一人ではなく皆で乗り越える。希望を育み合える社会の構築を
――世界の各地で研究に従事してこられた経験を通して、「希望」を持つことの大切さを訴えておられます。
 20年以上前に、エイズ対策を目的としてアフリカに滞在しました。現在のような治療薬はなく、私たちにできる唯一の対策は、予防でした。毎日、村から村へと回り、感染症予防の重要性を説くのですが、それがなかなかうまくいきません。
 そんなある時、一人の青年が言いました。「10年後に生きている保証はないじゃないか。エイズじゃなくても飢餓や暴力、戦争で死んでいる。今、予防をする意味を感じられない」と。
 対策がうまくいかなかったのは、感染症に対する現地の人々の理解が足りなかったわけでも、私たちの説明が悪かったわけでもなく、彼らが、10年後の自分の未来を想像できなかったからなのです。
 未来に希望を持てなければ、感染症に立ち向かうことはできないと、思い知らされました。
 希望を抱くことが、医学的また心理的にどう影響するかは、私の専門外ですが、個人としては、人の行動にポジティブな効果をもたらすと思っています。人間は未来が見えない中で走り続けていくことが、一番苦しいからです。
 その意味で、「パンデミックは必ず終わる」という認識は、一つの希望になると考えます。長期化するコロナ禍に対して心が折れないためにも、希望を持てる社会を築くことが必要ではないでしょうか。
 宗教は本来、絶望や悲しみを和らげるためのものであったと理解しています。そうした希望を阻むような要因を取り除くことで、ある意味では、希望の源泉になってきました。
 そして希望を育むために必要な励ましや支えを、常日頃から送り合っているのが、宗教コミュニティーであるといえます。

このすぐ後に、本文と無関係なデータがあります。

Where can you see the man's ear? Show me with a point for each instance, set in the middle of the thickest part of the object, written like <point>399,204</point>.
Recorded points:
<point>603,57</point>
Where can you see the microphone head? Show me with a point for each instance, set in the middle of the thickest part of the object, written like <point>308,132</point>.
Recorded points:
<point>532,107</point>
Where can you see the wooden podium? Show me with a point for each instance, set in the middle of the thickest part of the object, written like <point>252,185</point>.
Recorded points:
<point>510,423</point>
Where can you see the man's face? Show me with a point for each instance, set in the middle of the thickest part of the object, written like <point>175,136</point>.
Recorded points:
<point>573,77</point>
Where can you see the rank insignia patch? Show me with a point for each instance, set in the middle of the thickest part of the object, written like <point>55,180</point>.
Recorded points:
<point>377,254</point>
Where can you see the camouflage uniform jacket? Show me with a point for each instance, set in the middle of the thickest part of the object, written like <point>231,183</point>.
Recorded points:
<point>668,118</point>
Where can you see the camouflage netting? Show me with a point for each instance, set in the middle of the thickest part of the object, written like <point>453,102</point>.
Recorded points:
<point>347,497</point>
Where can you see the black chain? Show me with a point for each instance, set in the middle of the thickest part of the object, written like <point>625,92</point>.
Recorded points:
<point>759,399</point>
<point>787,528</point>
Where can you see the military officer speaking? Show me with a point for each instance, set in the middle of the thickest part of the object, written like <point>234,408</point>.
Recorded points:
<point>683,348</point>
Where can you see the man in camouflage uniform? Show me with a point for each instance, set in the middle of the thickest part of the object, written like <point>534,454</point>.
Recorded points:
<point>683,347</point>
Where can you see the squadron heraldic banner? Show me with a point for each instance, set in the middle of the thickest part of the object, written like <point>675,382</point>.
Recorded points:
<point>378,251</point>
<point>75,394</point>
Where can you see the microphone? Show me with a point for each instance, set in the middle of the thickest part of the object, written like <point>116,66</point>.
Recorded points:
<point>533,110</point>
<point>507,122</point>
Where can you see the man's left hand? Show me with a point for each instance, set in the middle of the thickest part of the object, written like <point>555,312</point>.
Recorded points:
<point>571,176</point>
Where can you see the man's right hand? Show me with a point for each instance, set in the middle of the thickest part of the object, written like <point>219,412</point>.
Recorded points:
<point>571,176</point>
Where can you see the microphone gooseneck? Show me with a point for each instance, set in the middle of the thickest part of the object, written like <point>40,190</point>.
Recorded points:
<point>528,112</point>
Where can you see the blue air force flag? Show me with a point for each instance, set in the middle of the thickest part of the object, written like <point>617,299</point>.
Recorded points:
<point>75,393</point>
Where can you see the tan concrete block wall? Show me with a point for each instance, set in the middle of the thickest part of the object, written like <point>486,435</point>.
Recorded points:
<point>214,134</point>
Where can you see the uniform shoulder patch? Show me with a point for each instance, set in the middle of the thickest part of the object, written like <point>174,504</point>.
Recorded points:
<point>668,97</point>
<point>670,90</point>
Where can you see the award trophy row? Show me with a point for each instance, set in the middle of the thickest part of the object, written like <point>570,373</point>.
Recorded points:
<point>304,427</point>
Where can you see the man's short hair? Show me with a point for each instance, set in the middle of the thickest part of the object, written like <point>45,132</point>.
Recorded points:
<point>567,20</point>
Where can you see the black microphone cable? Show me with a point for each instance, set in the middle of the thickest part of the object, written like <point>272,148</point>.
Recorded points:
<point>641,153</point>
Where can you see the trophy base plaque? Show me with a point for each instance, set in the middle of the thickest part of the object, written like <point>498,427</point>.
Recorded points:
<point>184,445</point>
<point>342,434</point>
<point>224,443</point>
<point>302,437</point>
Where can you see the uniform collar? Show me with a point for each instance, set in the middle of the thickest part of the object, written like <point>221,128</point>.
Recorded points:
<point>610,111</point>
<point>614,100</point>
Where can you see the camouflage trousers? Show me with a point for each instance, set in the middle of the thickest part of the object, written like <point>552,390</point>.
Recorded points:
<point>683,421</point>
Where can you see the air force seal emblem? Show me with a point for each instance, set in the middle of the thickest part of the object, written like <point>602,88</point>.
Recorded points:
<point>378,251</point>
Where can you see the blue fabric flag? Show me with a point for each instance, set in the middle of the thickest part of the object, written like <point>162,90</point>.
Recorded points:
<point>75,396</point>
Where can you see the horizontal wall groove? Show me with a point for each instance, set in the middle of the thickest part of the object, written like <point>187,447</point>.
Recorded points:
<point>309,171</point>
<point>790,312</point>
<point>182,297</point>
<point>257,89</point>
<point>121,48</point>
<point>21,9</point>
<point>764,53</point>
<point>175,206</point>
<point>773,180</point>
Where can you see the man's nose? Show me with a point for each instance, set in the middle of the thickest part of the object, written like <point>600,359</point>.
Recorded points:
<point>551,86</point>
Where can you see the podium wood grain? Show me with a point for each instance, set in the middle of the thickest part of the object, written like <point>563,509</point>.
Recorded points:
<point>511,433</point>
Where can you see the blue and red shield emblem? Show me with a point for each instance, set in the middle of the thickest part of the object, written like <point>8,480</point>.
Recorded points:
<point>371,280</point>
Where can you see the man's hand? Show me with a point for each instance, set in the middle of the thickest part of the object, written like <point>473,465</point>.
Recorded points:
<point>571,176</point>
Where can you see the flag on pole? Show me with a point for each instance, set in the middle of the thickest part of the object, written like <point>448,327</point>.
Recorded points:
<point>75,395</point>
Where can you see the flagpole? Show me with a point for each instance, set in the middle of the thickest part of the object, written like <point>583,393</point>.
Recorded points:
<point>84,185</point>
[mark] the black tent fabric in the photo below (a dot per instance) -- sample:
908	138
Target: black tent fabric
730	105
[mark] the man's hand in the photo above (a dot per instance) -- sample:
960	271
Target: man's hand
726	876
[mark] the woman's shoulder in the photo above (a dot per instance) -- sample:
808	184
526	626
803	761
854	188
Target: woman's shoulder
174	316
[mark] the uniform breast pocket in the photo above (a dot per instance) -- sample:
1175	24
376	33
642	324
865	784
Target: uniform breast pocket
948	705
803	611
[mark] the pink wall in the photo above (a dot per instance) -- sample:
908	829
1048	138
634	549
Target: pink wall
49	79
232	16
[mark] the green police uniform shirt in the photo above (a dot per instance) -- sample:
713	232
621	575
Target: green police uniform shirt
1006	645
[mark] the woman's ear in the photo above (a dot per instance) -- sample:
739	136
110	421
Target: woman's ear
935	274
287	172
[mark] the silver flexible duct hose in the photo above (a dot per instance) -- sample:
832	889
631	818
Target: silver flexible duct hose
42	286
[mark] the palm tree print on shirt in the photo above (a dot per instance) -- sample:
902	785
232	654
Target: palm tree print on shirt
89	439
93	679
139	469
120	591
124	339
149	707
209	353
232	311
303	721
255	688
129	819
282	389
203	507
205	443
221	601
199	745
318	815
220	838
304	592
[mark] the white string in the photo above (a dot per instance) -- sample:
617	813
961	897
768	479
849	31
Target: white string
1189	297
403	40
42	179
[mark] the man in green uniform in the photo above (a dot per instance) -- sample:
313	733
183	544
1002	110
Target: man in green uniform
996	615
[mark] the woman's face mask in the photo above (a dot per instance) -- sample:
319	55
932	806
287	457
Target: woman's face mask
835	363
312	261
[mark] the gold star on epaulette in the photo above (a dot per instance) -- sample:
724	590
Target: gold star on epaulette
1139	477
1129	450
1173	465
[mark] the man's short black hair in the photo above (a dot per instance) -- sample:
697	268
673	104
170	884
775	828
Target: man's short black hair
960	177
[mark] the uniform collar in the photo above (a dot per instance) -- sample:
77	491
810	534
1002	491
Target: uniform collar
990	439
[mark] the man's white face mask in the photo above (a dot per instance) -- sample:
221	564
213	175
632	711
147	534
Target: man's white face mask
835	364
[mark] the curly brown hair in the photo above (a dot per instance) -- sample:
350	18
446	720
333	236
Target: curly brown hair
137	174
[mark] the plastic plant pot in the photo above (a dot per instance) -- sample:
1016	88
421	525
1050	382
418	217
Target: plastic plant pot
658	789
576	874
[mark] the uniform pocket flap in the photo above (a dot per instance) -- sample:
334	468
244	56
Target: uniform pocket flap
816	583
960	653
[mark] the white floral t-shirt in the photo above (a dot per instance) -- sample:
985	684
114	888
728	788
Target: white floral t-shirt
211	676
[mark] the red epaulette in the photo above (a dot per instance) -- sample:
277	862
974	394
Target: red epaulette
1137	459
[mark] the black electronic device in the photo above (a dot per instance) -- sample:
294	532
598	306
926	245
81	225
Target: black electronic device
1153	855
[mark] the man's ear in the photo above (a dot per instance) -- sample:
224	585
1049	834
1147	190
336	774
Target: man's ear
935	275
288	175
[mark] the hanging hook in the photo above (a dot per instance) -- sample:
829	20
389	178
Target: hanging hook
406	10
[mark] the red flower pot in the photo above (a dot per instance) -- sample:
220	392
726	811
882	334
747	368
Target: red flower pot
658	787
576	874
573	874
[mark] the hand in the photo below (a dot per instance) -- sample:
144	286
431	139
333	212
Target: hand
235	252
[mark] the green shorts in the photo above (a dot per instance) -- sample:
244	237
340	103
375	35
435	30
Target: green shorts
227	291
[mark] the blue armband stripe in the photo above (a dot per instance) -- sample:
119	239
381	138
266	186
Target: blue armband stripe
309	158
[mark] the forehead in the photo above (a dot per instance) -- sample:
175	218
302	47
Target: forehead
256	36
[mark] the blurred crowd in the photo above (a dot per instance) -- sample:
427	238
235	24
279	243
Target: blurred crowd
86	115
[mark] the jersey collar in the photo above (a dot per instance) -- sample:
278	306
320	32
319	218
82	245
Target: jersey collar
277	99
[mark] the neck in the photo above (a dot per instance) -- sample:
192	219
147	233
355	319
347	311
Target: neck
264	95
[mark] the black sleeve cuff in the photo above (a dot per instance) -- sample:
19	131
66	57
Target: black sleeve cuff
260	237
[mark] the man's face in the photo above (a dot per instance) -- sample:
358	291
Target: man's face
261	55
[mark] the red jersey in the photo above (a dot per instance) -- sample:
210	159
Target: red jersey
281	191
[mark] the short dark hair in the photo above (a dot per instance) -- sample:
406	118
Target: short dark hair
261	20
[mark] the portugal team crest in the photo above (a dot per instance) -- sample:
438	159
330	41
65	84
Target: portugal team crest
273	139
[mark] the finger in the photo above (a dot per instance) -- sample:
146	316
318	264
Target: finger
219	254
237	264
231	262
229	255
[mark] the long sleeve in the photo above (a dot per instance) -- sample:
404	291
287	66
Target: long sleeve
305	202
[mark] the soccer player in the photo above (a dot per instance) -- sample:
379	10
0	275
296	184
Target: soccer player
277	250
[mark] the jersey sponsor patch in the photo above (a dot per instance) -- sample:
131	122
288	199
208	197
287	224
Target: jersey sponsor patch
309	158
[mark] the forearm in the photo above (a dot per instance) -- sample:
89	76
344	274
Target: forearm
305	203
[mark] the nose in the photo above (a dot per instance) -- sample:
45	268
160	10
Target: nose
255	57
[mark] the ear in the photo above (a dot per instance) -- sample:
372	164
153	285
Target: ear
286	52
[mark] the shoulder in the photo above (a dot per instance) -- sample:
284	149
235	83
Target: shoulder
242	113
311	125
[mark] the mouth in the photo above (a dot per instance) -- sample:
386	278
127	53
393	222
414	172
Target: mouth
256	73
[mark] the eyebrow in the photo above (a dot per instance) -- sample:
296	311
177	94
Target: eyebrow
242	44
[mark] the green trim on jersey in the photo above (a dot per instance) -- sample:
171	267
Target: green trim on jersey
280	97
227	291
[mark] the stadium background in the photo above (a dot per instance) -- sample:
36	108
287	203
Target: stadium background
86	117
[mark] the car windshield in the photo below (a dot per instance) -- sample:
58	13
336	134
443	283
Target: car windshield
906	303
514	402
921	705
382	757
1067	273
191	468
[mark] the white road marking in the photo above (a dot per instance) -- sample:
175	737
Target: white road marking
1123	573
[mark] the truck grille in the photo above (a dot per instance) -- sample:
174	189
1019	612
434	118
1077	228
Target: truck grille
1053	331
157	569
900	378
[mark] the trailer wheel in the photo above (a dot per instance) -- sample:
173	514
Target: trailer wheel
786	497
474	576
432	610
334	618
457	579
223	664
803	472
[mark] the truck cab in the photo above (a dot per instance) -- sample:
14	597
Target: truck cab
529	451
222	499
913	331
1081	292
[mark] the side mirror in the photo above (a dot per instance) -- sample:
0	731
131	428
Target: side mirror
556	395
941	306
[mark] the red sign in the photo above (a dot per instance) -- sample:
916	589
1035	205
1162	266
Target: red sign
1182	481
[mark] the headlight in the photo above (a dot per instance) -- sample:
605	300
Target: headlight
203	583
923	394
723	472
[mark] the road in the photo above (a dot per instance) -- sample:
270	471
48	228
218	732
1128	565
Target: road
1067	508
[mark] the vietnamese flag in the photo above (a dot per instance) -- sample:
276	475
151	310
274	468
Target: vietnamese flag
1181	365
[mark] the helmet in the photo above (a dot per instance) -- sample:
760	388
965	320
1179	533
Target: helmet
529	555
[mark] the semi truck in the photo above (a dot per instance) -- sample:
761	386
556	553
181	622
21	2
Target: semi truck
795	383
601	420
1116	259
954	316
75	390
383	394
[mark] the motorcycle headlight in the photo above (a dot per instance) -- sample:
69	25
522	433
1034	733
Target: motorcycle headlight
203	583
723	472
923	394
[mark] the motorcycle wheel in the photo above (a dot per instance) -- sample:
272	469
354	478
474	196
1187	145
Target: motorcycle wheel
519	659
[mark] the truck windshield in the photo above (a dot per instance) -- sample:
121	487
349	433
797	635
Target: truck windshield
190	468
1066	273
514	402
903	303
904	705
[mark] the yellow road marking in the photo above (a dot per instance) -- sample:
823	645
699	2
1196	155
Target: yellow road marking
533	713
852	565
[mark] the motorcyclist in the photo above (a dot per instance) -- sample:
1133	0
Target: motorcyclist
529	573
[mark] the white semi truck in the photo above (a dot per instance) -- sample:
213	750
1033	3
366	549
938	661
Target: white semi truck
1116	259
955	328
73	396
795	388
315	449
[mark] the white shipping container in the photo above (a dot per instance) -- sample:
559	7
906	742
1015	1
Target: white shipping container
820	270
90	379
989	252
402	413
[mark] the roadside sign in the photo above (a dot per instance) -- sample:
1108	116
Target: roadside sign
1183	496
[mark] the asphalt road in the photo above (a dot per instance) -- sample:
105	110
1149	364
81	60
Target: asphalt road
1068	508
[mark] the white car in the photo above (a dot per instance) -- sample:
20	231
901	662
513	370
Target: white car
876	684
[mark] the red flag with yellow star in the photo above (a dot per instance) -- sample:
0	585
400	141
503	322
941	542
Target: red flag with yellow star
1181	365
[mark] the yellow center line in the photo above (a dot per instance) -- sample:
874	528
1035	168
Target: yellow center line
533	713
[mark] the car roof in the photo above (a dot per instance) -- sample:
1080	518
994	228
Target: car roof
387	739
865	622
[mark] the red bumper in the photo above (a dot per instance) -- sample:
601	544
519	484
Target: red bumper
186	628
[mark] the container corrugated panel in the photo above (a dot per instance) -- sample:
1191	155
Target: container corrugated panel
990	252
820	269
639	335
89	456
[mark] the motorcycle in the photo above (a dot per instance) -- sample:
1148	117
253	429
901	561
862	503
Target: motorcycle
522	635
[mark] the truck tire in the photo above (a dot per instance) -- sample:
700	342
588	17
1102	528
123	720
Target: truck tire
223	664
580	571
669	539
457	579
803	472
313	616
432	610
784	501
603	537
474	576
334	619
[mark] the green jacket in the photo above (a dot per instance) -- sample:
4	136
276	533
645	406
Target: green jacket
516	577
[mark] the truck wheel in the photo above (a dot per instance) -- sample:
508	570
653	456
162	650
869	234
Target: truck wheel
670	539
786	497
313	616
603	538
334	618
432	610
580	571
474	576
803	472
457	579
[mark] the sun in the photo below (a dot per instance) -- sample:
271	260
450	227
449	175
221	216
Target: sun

 今の近代的な社会では、コミュニティーの力が弱まってきている側面があります。
 だからこそ、一人では難しいことも、皆で協力して乗り越えるといった社会を構築することが、ますます大切であると思います。

<山本太郎教授のプロフィル>やまもと・たろう
医師、博士(医学、国際保健学)。1964年生まれ。長崎大学医学部卒業。京都大学大学院医学研究科助教授、外務省国際協力局勤務などを経て、長崎大学熱帯医学研究所教授。専門は国際保健学、熱帯感染症学、感染症対策。アフリカ、ハイチなどで感染症対策に従事。著書に『感染症と文明』(岩波新書)、『疫病と人類』(朝日新書)など。